🤖 AI Summary
This work addresses the limitation of current large language models in code self-correction, which rely solely on stateless trial-and-error and fail to leverage historical experience effectively. To overcome this, we propose TextBFGS, a novel framework that, for the first time, adapts quasi-Newton optimization principles—specifically, Hessian-like semantic curvature modeling—to textual program repair.
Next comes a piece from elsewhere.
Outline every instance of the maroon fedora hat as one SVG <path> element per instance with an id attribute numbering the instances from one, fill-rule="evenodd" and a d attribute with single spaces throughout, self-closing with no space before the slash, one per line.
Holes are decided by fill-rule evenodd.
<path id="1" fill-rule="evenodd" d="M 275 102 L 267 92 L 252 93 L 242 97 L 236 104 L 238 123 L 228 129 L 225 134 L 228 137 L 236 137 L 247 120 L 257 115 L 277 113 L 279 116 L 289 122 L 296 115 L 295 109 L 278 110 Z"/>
TextBFGS constructs a dynamic case repository of “error–operator” pairs and performs case-based reasoning using abstract correction patterns. By integrating error-aware retrieval, operator reuse, and continuous case-base updating, our method substantially enhances optimization efficiency. Empirical results on HumanEval and MBPP benchmarks demonstrate that TextBFGS achieves higher pass rates with fewer model invocations compared to stateless baselines.
📝 Abstract
Optimizing discrete executable text such as prompts and code has recently been framed as a gradient-based process, effectively translating backpropagation concepts to the semantic space. However, existing methods predominantly operate as first-order optimizers akin to Stochastic Gradient Descent, which are suffering from slow convergence and instability because they neglect the semantic curvature of the optimization landscape. To bridge this gap, we introduce TextBFGS, a second-order framework to implement a Quasi-Newton optimization method for discrete text. Unlike traditional memory-based approaches that retrieve similar textual instances, TextBFGS approximates the inverse Hessian matrix by retrieving Gradient-Operators from the memory of pre-learned successful trajectories. Specifically, given a textual gradient feedback, TextBFGS identifies historical correction patterns from the optimization knowledge base and tries to apply these abstract operators to the current variable. This mechanism enables a One-Pass Update, combining feedback generation and second-order correction into a single inference step. Empirical evaluations on code optimization across diverse domains (e.g., HumanEval, MBPP) demonstrate that TextBFGS significantly outperforms first-order baselines. It achieves superior pass rates with fewer model calls and exhibits strong cross-task transferability, thus establishes a mathematically grounded paradigm for efficient, memory-aware text optimization.